PostgreSQL Indexes Deep Dive: B-Tree, GIN, GiST, and BRIN

Introduction#

Choosing the wrong index type or missing an index entirely is among the most common causes of database performance problems. PostgreSQL provides multiple index types, each optimized for different query patterns. This post covers the four most important types and when to use each.

B-Tree: The Default#

B-Tree is the default index type. It handles equality, range, and ordering queries efficiently.

-- Default: creates a B-Tree index
CREATE INDEX idx_orders_created_at ON orders(created_at);

-- Supports: =, <, <=, >, >=, BETWEEN, IN, IS NULL, LIKE 'prefix%'
-- Does NOT efficiently support: LIKE '%suffix', full-text search, arrays

-- Compound B-Tree index
CREATE INDEX idx_orders_user_status ON orders(user_id, status);
-- Efficient for: WHERE user_id = ? AND status = ?
-- Also efficient for: WHERE user_id = ?  (leading column)
-- NOT efficient for: WHERE status = ?    (non-leading column)

-- Partial index: index only a subset of rows
CREATE INDEX idx_orders_pending ON orders(created_at)
WHERE status = 'pending';
-- Much smaller index, faster for queries that only look at pending orders

Explaining Index Usage#

EXPLAIN (ANALYZE, BUFFERS, FORMAT TEXT)
SELECT * FROM orders
WHERE user_id = 42 AND created_at > NOW() - INTERVAL '30 days';

-- Index Scan using idx_orders_user_status on orders
--   Index Cond: ((user_id = 42) AND (created_at > ...))
--   Buffers: shared hit=15 read=3
-- Planning Time: 0.5ms
-- Execution Time: 2.1ms

-- Watch for:
-- "Seq Scan" on large tables — usually needs an index
-- "Bitmap Heap Scan" — index used but many rows fetched
-- High "Buffers: read" — pages not in cache (I/O bound)

GIN: Generalized Inverted Index#

GIN is optimized for multi-valued data types: arrays, JSONB, full-text search (tsvector).

-- Full-text search
ALTER TABLE articles ADD COLUMN search_vector tsvector;
UPDATE articles SET search_vector = to_tsvector('english', title || ' ' || body);
CREATE INDEX idx_articles_search ON articles USING gin(search_vector);

-- Query
SELECT title FROM articles
WHERE search_vector @@ to_tsquery('english', 'kubernetes & deployment');

-- JSONB: index for containment queries
CREATE INDEX idx_events_metadata ON events USING gin(metadata);
-- Efficient for: WHERE metadata @> '{"event_type": "login"}'
-- NOT efficient for: WHERE metadata->>'event_type' = 'login'

-- Array containment
CREATE INDEX idx_posts_tags ON posts USING gin(tags);
-- Efficient for: WHERE tags @> ARRAY['postgresql']
--               WHERE tags && ARRAY['postgresql', 'redis']

GIN indexes are large and slow to build.

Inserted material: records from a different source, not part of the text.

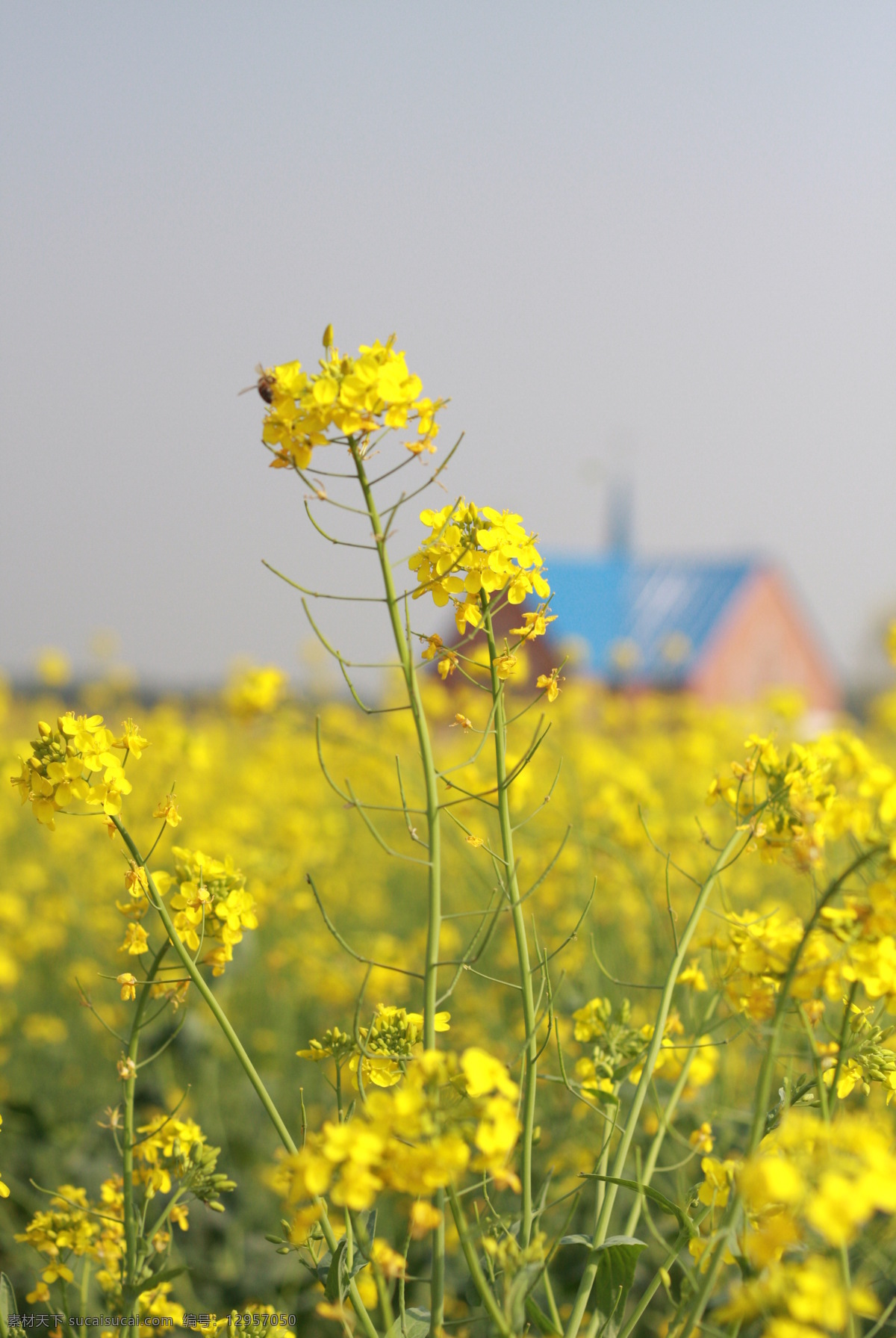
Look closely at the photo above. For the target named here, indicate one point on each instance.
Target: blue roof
(641, 620)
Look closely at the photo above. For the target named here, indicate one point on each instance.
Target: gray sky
(657, 237)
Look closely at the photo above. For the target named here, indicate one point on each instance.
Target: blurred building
(724, 631)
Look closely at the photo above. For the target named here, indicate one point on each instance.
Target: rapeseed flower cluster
(478, 551)
(346, 397)
(211, 903)
(809, 1191)
(76, 761)
(419, 1136)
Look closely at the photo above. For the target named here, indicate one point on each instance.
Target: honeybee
(265, 384)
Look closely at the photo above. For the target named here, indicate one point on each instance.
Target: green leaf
(542, 1322)
(517, 1294)
(654, 1195)
(153, 1280)
(617, 1262)
(333, 1287)
(416, 1325)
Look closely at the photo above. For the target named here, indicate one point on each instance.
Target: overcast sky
(653, 238)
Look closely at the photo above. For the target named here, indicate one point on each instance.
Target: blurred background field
(249, 784)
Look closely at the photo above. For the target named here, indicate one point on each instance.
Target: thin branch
(627, 985)
(321, 595)
(571, 937)
(346, 947)
(396, 854)
(341, 544)
(544, 802)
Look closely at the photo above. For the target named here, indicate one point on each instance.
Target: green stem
(128, 1147)
(672, 1106)
(732, 850)
(434, 878)
(764, 1088)
(519, 930)
(767, 1072)
(383, 1292)
(249, 1068)
(486, 1293)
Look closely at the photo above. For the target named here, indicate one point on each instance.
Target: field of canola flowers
(529, 1008)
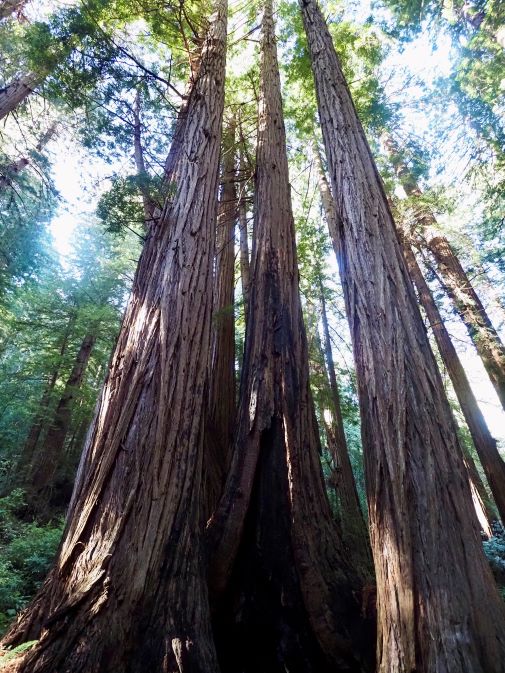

Use gin_pending_list_limit to control how often the pending list is flushed.

-- Faster inserts with delayed index updates
-- (trades slightly slower queries for faster writes)
CREATE INDEX idx_articles_search ON articles USING gin(search_vector)
WITH (fastupdate = on, gin_pending_list_limit = 4096);

GiST: Generalized Search Tree#

GiST supports geometric data, range types, and nearest-neighbor searches.

-- Range type: efficiently query overlapping time ranges
CREATE INDEX idx_bookings_period ON bookings USING gist(period);
-- period is tstzrange (timestamp range)

SELECT * FROM bookings
WHERE period && tstzrange('2025-03-01', '2025-03-07');  -- overlaps

-- PostGIS: geospatial queries
CREATE INDEX idx_locations_geom ON locations USING gist(coordinates);
SELECT * FROM locations
WHERE ST_DWithin(coordinates, ST_MakePoint(-74.0, 40.7), 1000);  -- within 1km

-- Nearest-neighbor (KNN) search
SELECT * FROM locations
ORDER BY coordinates <-> ST_MakePoint(-74.0, 40.7)
LIMIT 10;  -- 10 closest points

BRIN: Block Range Index#

BRIN (Block Range INdex) stores min/max values per block range. Tiny size but only efficient when data is naturally sorted (time-series, sequential IDs).

-- Excellent for: append-only time-series tables sorted by timestamp
CREATE INDEX idx_metrics_recorded_at ON metrics USING brin(recorded_at)
WITH (pages_per_range = 128);

-- BRIN is tiny: ~1000x smaller than B-Tree for large tables
-- Efficient only when: physical order correlates with query filter
-- NOT efficient for: random user_id queries on a table inserted in random order

-- Check correlation (1.0 = perfectly sorted, 0 = random)
SELECT attname, correlation
FROM pg_stats
WHERE tablename = 'metrics' AND attname = 'recorded_at';
-- If correlation > 0.9: BRIN is appropriate

Index Selection Guide#

Data Type / Query Pattern	Index Type
Equality, range, ORDER BY	B-Tree
Full-text search	GIN on tsvector
JSONB containment (`@>`)	GIN
Array operations (`@>`, `&&`)	GIN
Geometric, spatial data	GiST (PostGIS)
Range type overlap	GiST
Nearest-neighbor (KNN)	GiST
Time-series (sequential data)	BRIN
Partial data (WHERE clause)	Partial B-Tree

Index Bloat#

Over time, indexes accumulate dead tuples from UPDATEs and DELETEs.

-- Check index bloat
SELECT
    schemaname,
    tablename,
    indexname,
    pg_size_pretty(pg_relation_size(indexrelid)) AS index_size,
    idx_scan,
    idx_tup_read,
    idx_tup_fetch
FROM pg_stat_user_indexes
ORDER BY pg_relation_size(indexrelid) DESC;

-- Rebuild bloated index (blocks reads/writes)
REINDEX INDEX CONCURRENTLY idx_orders_created_at;

-- Check for unused indexes (costly to maintain, never used)
SELECT indexrelid::regclass AS index
FROM pg_stat_user_indexes
WHERE idx_scan = 0
  AND schemaname = 'public';

Conclusion#

Use B-Tree for almost everything. Add GIN for full-text search and JSONB. Use GiST for geospatial queries and range overlaps. Use BRIN only for large append-only tables where data is physically ordered. Remove unused indexes — they slow down writes without benefiting reads. Always verify index usage with EXPLAIN ANALYZE before and after adding an index.